Q: Can I use this reaction to produce other gases?

A: No, this reaction is specific to producing nitrous oxide gas from nitrogen gas and oxygen gas. However, you can use this reaction as a starting point to produce other gases by modifying the reaction conditions or using different reactants.

Q: What are some common mistakes to avoid when working with this reaction?

A: Some common mistakes to avoid when working with this reaction include:

  • Not following the stoichiometry of the reaction
  • Not using the correct reactants
  • Not controlling the reaction conditions
  • Not handling the reactants and products safely

Q: Where can I find more information about this reaction?

A: You can find more information about this reaction in chemistry textbooks, online resources, and scientific articles.

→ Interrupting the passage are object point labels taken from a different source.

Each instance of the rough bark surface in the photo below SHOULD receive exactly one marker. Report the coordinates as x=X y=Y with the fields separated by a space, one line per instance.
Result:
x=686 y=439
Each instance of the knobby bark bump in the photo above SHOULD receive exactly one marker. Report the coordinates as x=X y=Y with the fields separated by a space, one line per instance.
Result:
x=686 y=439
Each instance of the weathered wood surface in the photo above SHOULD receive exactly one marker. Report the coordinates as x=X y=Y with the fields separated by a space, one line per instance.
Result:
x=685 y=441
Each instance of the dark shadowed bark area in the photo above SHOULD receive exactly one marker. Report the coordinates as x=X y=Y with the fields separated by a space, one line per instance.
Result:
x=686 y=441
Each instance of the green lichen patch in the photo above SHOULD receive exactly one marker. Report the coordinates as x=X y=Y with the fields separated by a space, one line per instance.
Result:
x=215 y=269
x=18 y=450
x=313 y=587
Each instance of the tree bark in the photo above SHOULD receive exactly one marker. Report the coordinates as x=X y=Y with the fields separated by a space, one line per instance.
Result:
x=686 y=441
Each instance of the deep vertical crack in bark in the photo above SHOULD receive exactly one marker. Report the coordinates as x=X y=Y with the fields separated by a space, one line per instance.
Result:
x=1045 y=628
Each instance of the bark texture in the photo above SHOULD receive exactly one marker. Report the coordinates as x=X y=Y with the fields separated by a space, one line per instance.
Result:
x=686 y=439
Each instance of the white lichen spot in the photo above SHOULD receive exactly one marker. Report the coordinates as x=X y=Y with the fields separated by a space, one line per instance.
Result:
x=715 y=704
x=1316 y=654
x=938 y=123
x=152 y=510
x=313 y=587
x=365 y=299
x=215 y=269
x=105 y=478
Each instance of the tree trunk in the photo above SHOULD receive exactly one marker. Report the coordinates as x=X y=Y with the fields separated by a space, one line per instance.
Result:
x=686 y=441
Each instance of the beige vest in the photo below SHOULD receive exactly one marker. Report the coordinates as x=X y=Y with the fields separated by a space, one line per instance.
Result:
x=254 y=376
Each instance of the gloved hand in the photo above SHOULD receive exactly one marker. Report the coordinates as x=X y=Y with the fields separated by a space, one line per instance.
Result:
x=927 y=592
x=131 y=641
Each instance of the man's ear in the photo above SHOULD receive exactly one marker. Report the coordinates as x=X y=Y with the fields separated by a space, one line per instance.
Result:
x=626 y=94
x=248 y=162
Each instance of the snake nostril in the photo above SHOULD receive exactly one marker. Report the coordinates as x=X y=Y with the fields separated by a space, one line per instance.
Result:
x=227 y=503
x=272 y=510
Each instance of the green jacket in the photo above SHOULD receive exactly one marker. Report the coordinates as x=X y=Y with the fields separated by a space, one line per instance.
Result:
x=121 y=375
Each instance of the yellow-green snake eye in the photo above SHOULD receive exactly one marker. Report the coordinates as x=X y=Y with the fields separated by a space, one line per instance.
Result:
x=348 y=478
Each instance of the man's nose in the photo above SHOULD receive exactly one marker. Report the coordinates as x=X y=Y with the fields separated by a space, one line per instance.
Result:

Q: Can I use this reaction to produce nitrous oxide gas in a laboratory setting?

A: Yes, you can use this reaction to produce nitrous oxide gas in a laboratory setting. However, you need to follow proper laboratory safety protocols and obtain any necessary permits or approvals.

Q: What are some common laboratory techniques used to produce nitrous oxide gas?

A: Some common laboratory techniques used to produce nitrous oxide gas include:

  • Using a gas generator to produce nitrous oxide gas
  • Using a reaction vessel to produce nitrous oxide gas
  • Using a gas chromatograph to analyze the nitrous oxide gas

Q: Can I use this reaction to produce nitrous oxide gas in a industrial setting?

A: Yes, you can use this reaction to produce nitrous oxide gas in an industrial setting. However, you need to follow proper industrial safety protocols and obtain any necessary permits or approvals.

Q: What are some common industrial techniques used to produce nitrous oxide gas?

A: Some common industrial techniques used to produce nitrous oxide gas include:

  • Using a gas generator to produce nitrous oxide gas
  • Using a reaction vessel to produce nitrous oxide gas
  • Using a gas compressor to compress the nitrous oxide gas

Q: Can I use this reaction to produce other gases in an industrial setting?

A: Yes, you can use this reaction as a starting point to produce other gases in an industrial setting. However, you need to modify the reaction conditions or use different reactants to produce the desired gas.